Australia | Feb 12 2024
This story features BORAL LIMITED. For more info SHARE ANALYSIS: BLD
Boral has posted a forecast-beating result but is also seen as well-priced ahead of a possible slowdown.
-Boral beats on earnings
-Double-digit margins achieved ahead of time
-Outlook nonetheless cautious
-Brokers cite overvaluation
By Greg Peel
Boral ((BLD)) posted a first half earnings result well ahead of consensus, delivering a double-digit margin 6-18 months ahead of market expectations. Growth was led by price realisation across all product lines, while sales volumes were generally flat to slightly higher year on year.
Notably, sales volumes for quarries posted a significant beat, but strong cost discipline and benefits from operational efficiencies drove margins. Brokers were surprised by flat labour costs year on year given reported shortages and wage pressures across the industry.
FY24 underlying earnings guidance has been upgraded to $330-350m from $300-330m set in November. Favourable half on half comparables from price hikes implemented during first half, and again in January, along with flat sales volumes guided for the second half, suggest to brokers the upgraded FY24 guidance is still conservative.
While the board decided not to declare a dividend, given a low franking credit balance, a fall in the gearing level to well below target suggests significant capacity to pursue organic growth and/or M&A. Brokers expect dividends to resume over time.

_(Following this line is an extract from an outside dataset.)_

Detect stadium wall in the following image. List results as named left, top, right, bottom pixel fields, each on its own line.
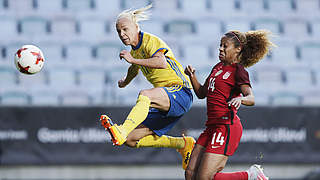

Jarden saw a clean, quality result, coming off a low base, which reflects the successful integration of the new strategy under new management, latent potential that has been sitting dormant at Boral for some time, and historically poor industry discipline. The broker is encouraged Boral is now working towards being a price leader as opposed to competing away returns which did not justify the quality of its upstream asset portfolio.
Taking a price leadership role suggests higher returns through the cycle are achievable, Jarden suggests, amid a strong demand outlook driven by population growth, significant engineering works and residential under-build.
Macquarie believes while the company’s operational improvement trajectory is stronger than expected, it continues to hold significant potential, even in the face of tepid volumes. The result supports the broker’s view the trajectory of turnaround is prone to underestimation.
Macquarie saw a strong result that points to Boral managing what it can well. Price discipline in the industry appears to be sustaining, while management executes on cost and efficiency gains. It confirms to the broker “inevitable” upside risk in a high-potential turnaround. On that basis, Macquarie retains its Outperform rating.
But Macquarie is looking lonely.
Management warned of a slowing residential market and risks around infrastructure delays. Despite volumes being up low-single digits in the first half, UBS remains cautious on the outlook given the operating leverage in the business and management’s strong efforts on costs so far.
UBS considers Boral “priced for perfection” and thus retains a Neutral rating, despite the fact the broker’s forecasts are above guidance for the second half and earnings growth is expected to continue into FY25.
Morgan Stanley notes over the last twelve months Boral has been aided by a buoyant residential construction market, elevated infrastructure spending, and even favourable weather. This broker sees these trends reversing in FY25 as the residential pipeline is exhausted and weak approvals data begin to be reflected in activity.
Morgan Stanley also notes an inflection point in Construction Work to be Done in the infrastructure space which potentially points to a moderation in that sector. The broker forecasts flat earnings in FY25 and could see downside risk to this if activity levels bite more than anticipated, which informs an Underweight rating.
Looking forward, volumes appear to Citi to have stopped growing, while pricing will begin to cycle elevated comparables. Given this, and an “extended” valuation, this broker too remains cautious. Citi does note upside risk remains if the industry has structurally changed, but for now retains a Sell rating.
Goldman Sachs has moved its earnings forecast to the top of the guidance range, representing a 12% uplift from prior forecasts. This broker continues to forecast broadly flat year on year volumes and 7% price appreciation. Sounds positive, but Goldman is sticking with Sell.
Jarden cites recent share price outperformance in downgrading to Neutral from Buy, while Bell Potter retains a similar Hold rating.
Among the six brokers monitored daily by FNArena and covering Boral, only Macquarie has a Buy or equivalent rating. Two brokers have Sell ratings and three have Hold, although one is Ord Minnett who is yet to update.
The consensus target has moved up to $5.33 from $4.90, but the range is wide. Excluding Ord Minnett’s un-updated $4.25, targets range from Morgan Stanley’s $4.30 to Macquarie’s $6.40. Still, Macquarie is not that much of a standout, with UBS on $6.20 and Bell Potter on $6.30.
Not monitored daily, Jarden has lifted its target to $5.80 from $5.35, and Goldman Sachs by 10% to $5.40.